In our solar system, there are only two planetary bodies with liquid lakes and seas—Earth and Titan, a moon of Saturn. But instead of water, Titan lakes are made of liquid methane with temperatures registering at almost -300° F.
So how would NASA study this interesting place? Steve Oleson of NASA Glenn’s COMPASS Lab (Collaborative Modeling for Parametric Assessment of Space Systems) believes the team, along with partners from the Johns Hopkins Applied Physics Lab and the Penn State University Applied Research Lab have come up with an innovative answer.
“We have developed a concept to send a submarine to Titan’s largest northern sea,” says Oleson. “This craft would be loaded with scientific instruments that could carry out detailed investigations under the surface providing unprecedented knowledge of an extraterrestrial sea.”

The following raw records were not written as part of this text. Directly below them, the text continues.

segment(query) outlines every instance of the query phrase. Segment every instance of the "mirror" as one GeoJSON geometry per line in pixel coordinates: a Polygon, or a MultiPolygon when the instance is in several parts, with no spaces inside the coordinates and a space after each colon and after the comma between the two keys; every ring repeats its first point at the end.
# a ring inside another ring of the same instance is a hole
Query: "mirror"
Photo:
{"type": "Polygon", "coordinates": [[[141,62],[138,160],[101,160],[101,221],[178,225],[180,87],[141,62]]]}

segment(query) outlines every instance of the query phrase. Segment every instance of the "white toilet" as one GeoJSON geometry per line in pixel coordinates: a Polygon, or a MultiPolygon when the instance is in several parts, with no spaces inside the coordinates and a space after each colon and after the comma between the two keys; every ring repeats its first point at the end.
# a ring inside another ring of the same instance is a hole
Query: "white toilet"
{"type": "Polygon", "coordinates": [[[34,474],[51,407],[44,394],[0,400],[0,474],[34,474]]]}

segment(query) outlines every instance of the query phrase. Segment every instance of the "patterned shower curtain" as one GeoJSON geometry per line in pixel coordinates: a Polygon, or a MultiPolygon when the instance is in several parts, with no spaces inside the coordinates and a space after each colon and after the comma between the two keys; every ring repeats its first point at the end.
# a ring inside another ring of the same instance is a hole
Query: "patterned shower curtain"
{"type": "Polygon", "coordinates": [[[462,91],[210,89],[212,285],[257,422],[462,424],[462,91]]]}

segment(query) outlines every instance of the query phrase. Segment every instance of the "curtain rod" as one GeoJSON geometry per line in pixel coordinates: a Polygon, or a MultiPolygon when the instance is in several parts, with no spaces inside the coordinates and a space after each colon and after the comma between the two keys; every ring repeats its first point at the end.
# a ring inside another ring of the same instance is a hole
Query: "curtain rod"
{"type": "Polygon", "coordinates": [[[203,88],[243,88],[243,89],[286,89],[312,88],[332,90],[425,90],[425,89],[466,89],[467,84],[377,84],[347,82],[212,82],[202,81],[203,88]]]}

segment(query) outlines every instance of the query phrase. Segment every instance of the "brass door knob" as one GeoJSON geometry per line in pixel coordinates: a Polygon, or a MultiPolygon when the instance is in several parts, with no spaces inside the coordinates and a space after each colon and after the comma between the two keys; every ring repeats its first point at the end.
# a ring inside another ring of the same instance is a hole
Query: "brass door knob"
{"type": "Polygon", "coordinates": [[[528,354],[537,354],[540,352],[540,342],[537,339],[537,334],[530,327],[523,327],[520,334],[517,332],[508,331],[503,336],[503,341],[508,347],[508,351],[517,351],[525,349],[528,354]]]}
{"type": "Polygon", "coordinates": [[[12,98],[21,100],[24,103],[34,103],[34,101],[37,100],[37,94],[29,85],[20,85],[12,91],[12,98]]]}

A 90-day, 1,250-mile voyage exploring Kraken Mare, a sea comparable in size to the Great Lakes, is proposed.
“The mission concept will investigate a full spectrum of oceanographic phenomena: chemical composition of the liquid, surface and subsurface currents, mixing and layering in the “water” column, tides, wind and waves, bathymetry, and bottom features and composition,” explains Oleson. “Measurements of all these aspects of Titan’s hydrocarbon ocean environment can only be made through focused exploration with a well-instrumented craft.”
Communicating with Earth would not be possible when the vehicle is submerged, so it would need to make regular trips to the surface to transmit science data. Due to the length of time needed to develop the hardware, travel time and the fact that seasons last seven years on Titan, Oleson and his team propose a launch in the 2040s, one of the summer periods.
If the Titan submarine concept is chosen by NASA to develop further, NASA Glenn expertise in radioisotope power, sensor and communications systems would be incorporated into the design.
The COMPASS team presented its idea to NASA’s Innovative Advanced Concepts (NIAC) Symposium in February where visionary ideas that could transform future NASA missions are presented for consideration. NIAC projects study innovative, technically credible, advanced concepts that could one day “change the possible” in aerospace.